Surface archaeology consists of the careful study of minor indentations, scratches, cuts and water-borne deposits on stone surfaces, which have often been overlooked by excavators and surveyors. This technique aims to spot traces of human activity cut into the stone--in the form of graffiti, game boards, wheel ruts, holes for the foundations of wooden buildings or traces of statue bases now lost. Although these traces can be difficult to date, they often form patterns, which can be reasonably interpreted when other types of evidence are considered. The most detailed surface work done this year by Luke Lavan (postdoctoral fellow at the KULeuven) has taken place on the Lower Agora. Here it has been possible to identify the original position of missing column bases along the East Portico, traced through mapping calcium deposits and areas of frost-damaged stone, which revealed where the bases had touched the portico stylobate, and water had accumulated. Through the same technique it was possible to trace the position of three statue bases along the West Portico and 6 along the East Portico, in front of columns. The dimensions of the statue base footprints were measured in order to match them to bases known from the agora. It is hoped that in this way the final display arrangement of statues along the portico will be established.
The study of indentations in the stone also revealed much about the former appearance of this space. Cuttings ca 0.5 cm deep and ca 0.20-0.50 cm were observed between columns on the West Portico, associated with damage to the corners of column bases. These probably once supported encroachment walls of the sixth century A.D., still present elsewhere in the complex. After cleaning of a great quantity of dust, a line of seven regularly spaced round holes, 10-11cm in diameter, came to light cutting into the pavement just in front of the West Portico. It seems likely that these supported wooden posts for a porch, at a time when the portico was occupied by building work, as previously, with an open portico, this roof was unnecessary. It seems very probable that the roof is associated with a porch (entrance to one of the dwellings in the encroached portico) that is defined by two reused bases on the plaza, found in front of an obvious doorway.
Perhaps most intriguing of all evidence was noted for several phases of a late drainage system for the Severan nymphaeum, probably when it no longer functioned as a monumental fountain. This included the installation of drain of irregular width along the western portico, at a late date, when the pavement had already been badly damaged. This system was never finished and was replaced by a haphazard attempt to drain the nymphaeum into its existing overflow drain. This too proved inadequate, and a second messy drain was installed, to push the water draining out of the nymphaeum away from the western portico, which was at that time probably occupied with shops and houses.

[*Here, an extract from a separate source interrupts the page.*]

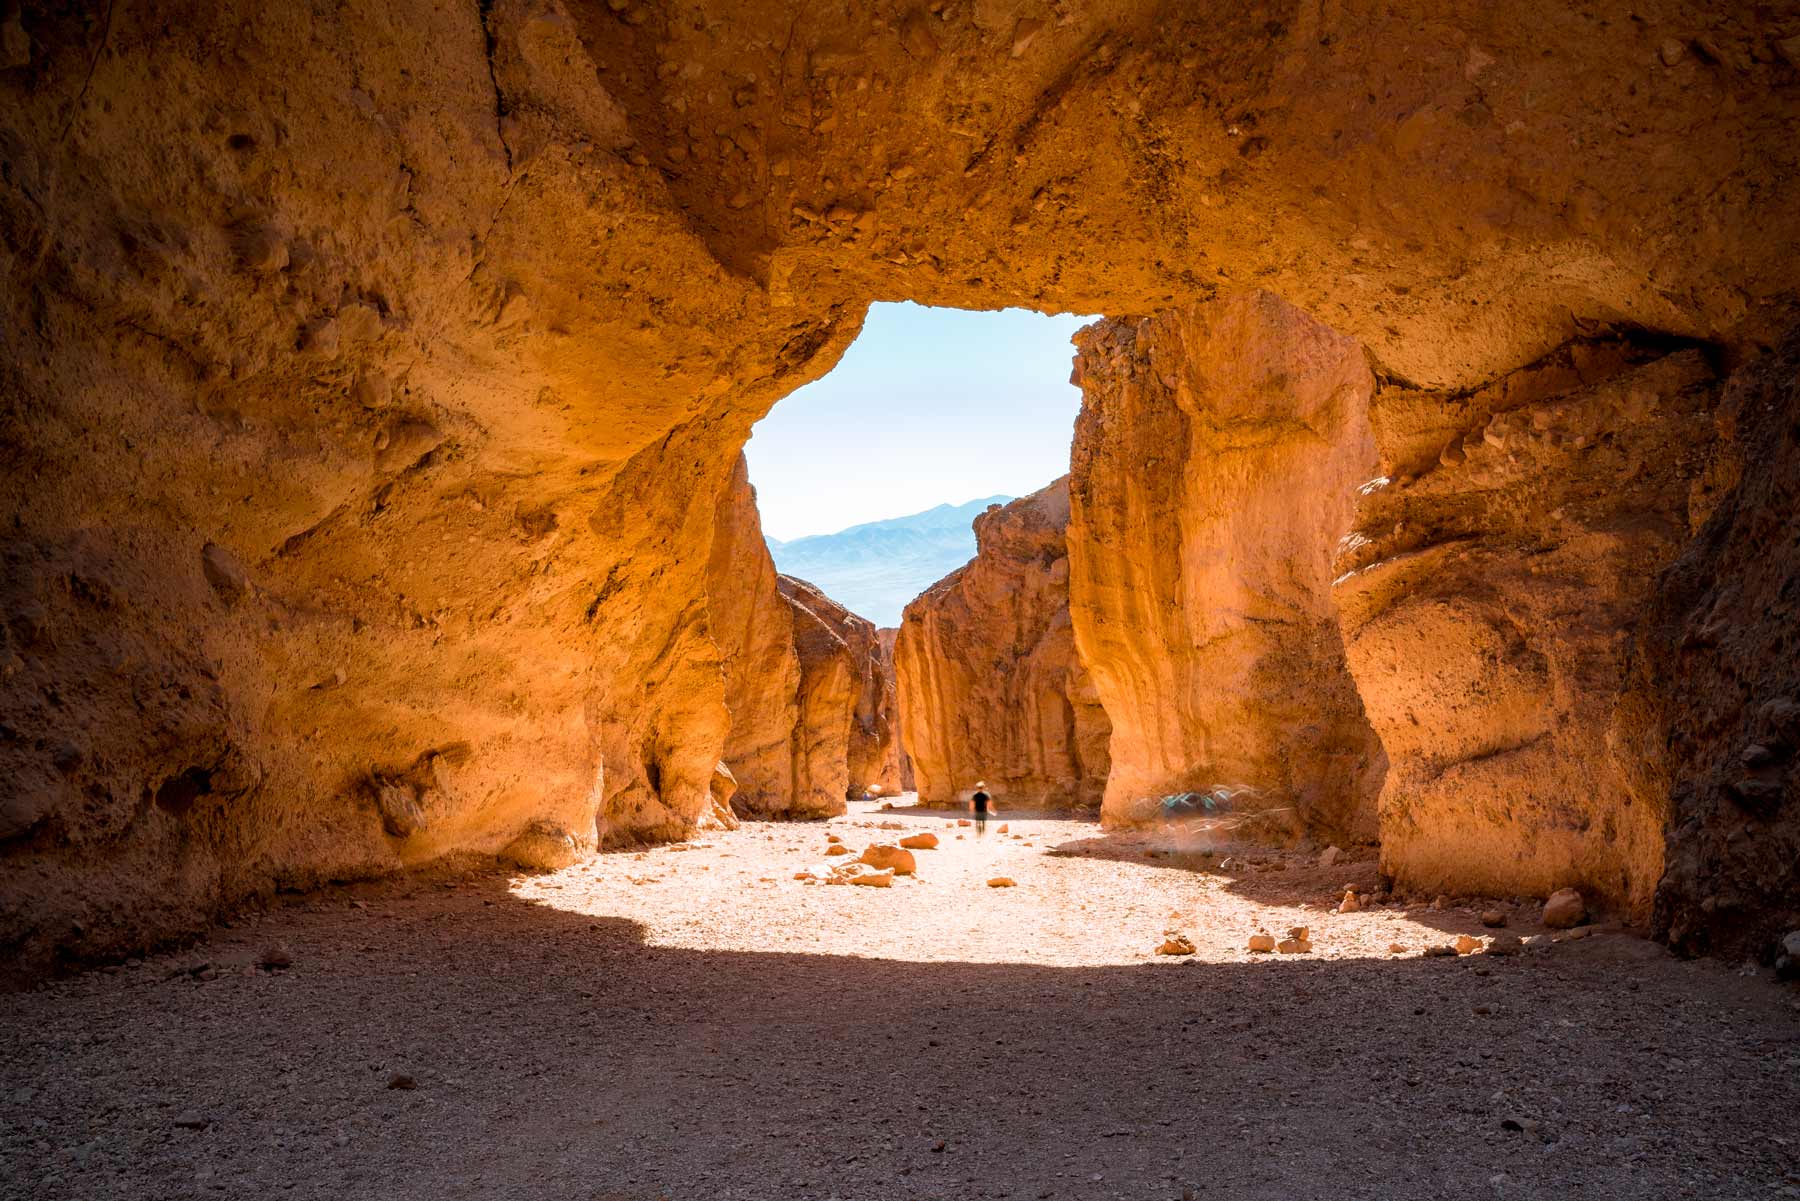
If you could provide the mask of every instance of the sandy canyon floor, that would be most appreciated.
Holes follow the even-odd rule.
[[[1766,973],[1606,927],[1424,957],[1490,903],[1339,915],[1372,858],[1002,820],[346,887],[0,997],[0,1195],[1800,1197]],[[793,878],[922,829],[916,879]]]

Trace evidence for everyday life was visible in many parts of the agora. Markings for a possible market stall were visible in the plaza against the western portico. Two game boards (simple cross in a circle, and a rectangle) were detected on the south side of the agora and nymphaeum steps respectively. A professionally carved game board originally coming from the Lower Agora was also identified in an adjacent stone platform. In the coolest corner of the plaza, a series of late antique Greek graffiti and a possible depiction of a man and a dog, were noted, on the northernmost column of the portico, left by generations of ancient Sagalassians.
The plaza in front of the Hadrianic Nymphaeum, the steps of the Doric Temple and the colonnaded street also revealed numerous game boards, some only visible in very low sunlight. The dating of these games is difficult, but a professionally cut game board coming from this plaza was identified with the help of Professor Werner Eck, cut onto the side of a reused statue base of the 3rd century A.D. carrying one of the very few Latin inscriptions found at Sagalassos. The base once carried an Imperial statue set up by a governor of Pamphylia. This reuse therefore must date to late antiquity, after the removal of the statue, fragments of which have been found nearby. Graffiti had been carved on the Hadrianic nymphaeum too, on a column identified in 2004, but relocated and photographed in 2005.
In the Upper Agora numerous inscribed crosses were identified, some of which could be definitely dated to the sixth century A.D., thanks to the dating of the surface on which they were inscribed. Thanks to the help of the site sculptor, it was possible to discern how long these and other such marks took to make, and if they were carved by professionals or amateurs, and with what tools. New inscriptions were located in the theatre, and on west face of the Doric Temple.